1970年代から80年代にかけて、日本のマンガ産業はアシスタント中心の制作体制から、編集プロダクションの登場や雑誌の専門分化など大きな構造変化を経験した。本インタビューでは、漫画家・すがやみつる氏の証言を軸にこの変革期を読み解く。『コロコロコミック』での活躍や、当時勃興したコンピューター分野をマンガで描いた活動などを通じ、産業構造の変化が作家のキャリアに与えた影響を明らかにする。

中テーマと主な焦点:

1.制作現場の変容と新たなシステムの登場

 70年代に登場した「編集プロダクション」はなぜ必要とされたのか。また、アシスタントやプロダクションでの経験が、作家活動に与えた影響を分析する。石ノ森章太郎氏に師事し、原作作品をマンガ化する「コミカライズ」が、当時の産業で果たした役割にも焦点を当てる。

2.『月刊コロコロコミック』の革命とヒット作の誕生

小学館の学年誌から『コロコロコミック』へと至る歴史的背景と、同誌の編集方針を解明する。『ゲームセンターあらし』が、いかにして雑誌を代表するアクション表現の原点となったのかを探る。

3.マンガとテクノロジーの融合

『こんにちはマイコン』に代表される、マンガを専門分野への入門書とする「入門マンガ」の草創期について分析する。国産パーソナルコンピュータ(PC-6001等)の黎明期に、マンガというメディアが果たした役割と、そのパイオニアとしての活動実態に迫る。

【期待される成果】

すがやみつる氏の証言から、アシスタント制度が主流だった時代から編集プロダクションやコミカライズが分業化されていく70-80年代のマンガ産業の構造変化を、現場の視点から具体的に解き明かす。さらに、『コロコロコミック』の成功要因や、マンガとホビー・テクノロジーを融合させたメディアミックスの先駆け的活動の実態を記録し、日本マンガ史・メディア史における同氏のキャリアを重要なケーススタディとして位置づけることを目指す。

【参考文献】

すがやみつる. 「ゲームの創作(クリエイション)における物語(ナラティヴ)の生成――ゲームとマンガの比較文化論」. 『京都精華大学紀要』, 2007.

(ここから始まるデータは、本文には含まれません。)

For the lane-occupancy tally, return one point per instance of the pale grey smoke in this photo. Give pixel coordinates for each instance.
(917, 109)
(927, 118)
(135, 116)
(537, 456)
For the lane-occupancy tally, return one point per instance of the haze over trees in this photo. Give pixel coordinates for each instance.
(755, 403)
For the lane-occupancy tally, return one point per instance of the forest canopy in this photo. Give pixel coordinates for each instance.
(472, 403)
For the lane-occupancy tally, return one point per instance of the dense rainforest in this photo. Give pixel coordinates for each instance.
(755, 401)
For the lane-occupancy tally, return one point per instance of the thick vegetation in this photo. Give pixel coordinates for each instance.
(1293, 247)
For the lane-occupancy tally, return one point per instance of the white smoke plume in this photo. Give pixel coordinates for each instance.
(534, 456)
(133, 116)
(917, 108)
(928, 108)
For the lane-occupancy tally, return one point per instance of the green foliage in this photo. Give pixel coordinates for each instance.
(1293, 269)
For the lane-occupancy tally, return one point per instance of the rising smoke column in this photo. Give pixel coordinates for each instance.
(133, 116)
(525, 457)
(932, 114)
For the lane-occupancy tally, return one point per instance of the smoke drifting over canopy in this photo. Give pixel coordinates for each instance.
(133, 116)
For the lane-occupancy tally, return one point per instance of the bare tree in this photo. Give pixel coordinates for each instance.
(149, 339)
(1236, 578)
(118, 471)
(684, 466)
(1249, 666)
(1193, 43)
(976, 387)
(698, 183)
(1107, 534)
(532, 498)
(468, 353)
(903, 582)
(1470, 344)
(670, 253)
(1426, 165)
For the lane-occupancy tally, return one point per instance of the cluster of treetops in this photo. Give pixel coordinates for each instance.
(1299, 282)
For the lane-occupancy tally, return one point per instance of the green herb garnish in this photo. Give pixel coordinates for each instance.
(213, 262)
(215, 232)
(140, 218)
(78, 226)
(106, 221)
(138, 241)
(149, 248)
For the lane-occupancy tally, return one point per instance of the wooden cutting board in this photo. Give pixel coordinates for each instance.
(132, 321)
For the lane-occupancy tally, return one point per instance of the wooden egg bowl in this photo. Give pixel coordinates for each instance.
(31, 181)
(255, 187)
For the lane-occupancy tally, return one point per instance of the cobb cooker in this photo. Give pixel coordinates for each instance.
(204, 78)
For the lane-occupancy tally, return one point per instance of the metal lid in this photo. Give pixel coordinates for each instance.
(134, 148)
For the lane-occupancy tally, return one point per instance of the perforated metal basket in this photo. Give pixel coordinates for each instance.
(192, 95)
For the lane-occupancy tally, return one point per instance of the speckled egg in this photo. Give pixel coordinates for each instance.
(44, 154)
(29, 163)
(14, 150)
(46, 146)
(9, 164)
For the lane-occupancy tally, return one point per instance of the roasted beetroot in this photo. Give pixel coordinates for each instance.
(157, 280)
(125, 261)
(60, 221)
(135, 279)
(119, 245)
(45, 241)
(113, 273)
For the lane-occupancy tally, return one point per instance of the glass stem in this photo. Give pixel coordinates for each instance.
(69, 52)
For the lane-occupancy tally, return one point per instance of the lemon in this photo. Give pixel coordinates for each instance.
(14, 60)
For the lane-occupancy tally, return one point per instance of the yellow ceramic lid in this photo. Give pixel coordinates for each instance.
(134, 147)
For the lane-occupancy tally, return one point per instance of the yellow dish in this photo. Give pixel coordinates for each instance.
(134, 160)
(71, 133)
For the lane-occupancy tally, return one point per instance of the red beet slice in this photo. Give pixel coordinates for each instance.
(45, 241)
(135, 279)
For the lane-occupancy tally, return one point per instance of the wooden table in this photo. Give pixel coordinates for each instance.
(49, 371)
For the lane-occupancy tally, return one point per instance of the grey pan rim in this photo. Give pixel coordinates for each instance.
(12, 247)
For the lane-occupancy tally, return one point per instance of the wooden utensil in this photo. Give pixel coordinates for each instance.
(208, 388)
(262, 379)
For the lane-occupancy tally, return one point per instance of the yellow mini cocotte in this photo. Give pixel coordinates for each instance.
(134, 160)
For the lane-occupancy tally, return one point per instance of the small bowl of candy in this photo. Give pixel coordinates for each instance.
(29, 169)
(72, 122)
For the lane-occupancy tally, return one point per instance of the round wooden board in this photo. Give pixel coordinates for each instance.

すがやみつる. 「テレビゲームの過去・現在・未来――その進化とユーザーの変容」. 『京都精華大学人文学部紀要』, 2008.

すがやみつる. 「日本における«コミックス»の概念の成立と展開――«漫画»との異同を中心に」. 『京都精華大学紀要』, 2009.

前川修, 奥村弘 編. 『マンガ/漫画/MANGA : 人文学の視点から』. 兵庫: 神戸大学出版会, 2020.